Composition actuelle du Conseil Privé sous le règne de Catherine III Courvoisier :
- Édouard Traversay - En sa qualité de Lord Chamberlain de Sa Majesté. Le Lord Chamberlain est nommé Secrétaire du Très Honorable Conseil Privé de Sa Majesté. Conformément au règne de Charles V, Edouard Traversay garde le titre et la fonction de Président adjoint du Conseil Privé.

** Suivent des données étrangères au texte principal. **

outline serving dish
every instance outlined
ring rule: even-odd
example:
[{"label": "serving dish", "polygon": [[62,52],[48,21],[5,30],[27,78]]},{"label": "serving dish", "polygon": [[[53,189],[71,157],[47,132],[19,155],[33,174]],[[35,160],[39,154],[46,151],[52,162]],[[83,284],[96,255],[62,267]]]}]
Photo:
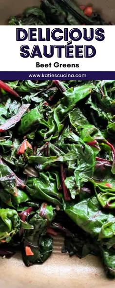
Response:
[{"label": "serving dish", "polygon": [[[91,2],[91,1],[90,1]],[[102,0],[99,3],[92,1],[94,8],[100,11],[107,21],[115,22],[115,3],[114,0]],[[0,0],[0,24],[6,23],[11,15],[19,14],[27,6],[37,5],[38,0]],[[82,1],[78,1],[79,4]],[[84,0],[83,4],[87,4]],[[69,257],[62,254],[63,239],[54,238],[54,250],[43,264],[29,267],[24,266],[19,253],[10,260],[0,258],[0,287],[2,288],[114,288],[115,280],[108,279],[98,258],[88,256],[79,259],[76,256]]]}]

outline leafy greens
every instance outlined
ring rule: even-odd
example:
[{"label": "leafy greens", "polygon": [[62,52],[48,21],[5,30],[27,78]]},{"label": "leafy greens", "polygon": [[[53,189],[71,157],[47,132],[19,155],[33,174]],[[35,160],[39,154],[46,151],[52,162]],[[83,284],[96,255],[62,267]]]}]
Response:
[{"label": "leafy greens", "polygon": [[115,81],[8,84],[19,97],[1,90],[0,255],[42,263],[59,231],[62,252],[101,255],[115,277]]}]

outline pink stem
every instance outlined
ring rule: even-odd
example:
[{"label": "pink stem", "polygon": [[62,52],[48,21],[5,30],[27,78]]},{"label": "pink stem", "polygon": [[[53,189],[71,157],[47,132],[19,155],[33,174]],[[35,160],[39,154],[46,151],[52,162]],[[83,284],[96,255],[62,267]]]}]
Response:
[{"label": "pink stem", "polygon": [[61,164],[61,176],[62,183],[62,187],[64,197],[65,201],[69,201],[70,200],[70,197],[69,196],[69,191],[65,185],[64,180],[65,179],[65,174],[63,169],[63,166],[62,164]]}]

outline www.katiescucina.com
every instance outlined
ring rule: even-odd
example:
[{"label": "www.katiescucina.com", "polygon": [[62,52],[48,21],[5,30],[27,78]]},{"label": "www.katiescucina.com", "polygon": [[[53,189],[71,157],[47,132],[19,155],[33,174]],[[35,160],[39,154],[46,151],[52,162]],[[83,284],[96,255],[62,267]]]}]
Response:
[{"label": "www.katiescucina.com", "polygon": [[76,74],[74,73],[42,73],[41,72],[39,74],[28,74],[29,78],[69,78],[69,79],[73,78],[87,78],[87,75],[86,74]]}]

- Julien Hallier - En sa qualité de Premier ministre de Sa Majesté et ancien Président de l'Assemblée nationale.
- Magnus A. Jensen - Président de l'Assemblée nationale.
- Hubert DeLamartine - Président de la Chamble des Nobles.
- Lucie Jaunette - En sa qualité de ministre des Armées et de la Défense Nationale.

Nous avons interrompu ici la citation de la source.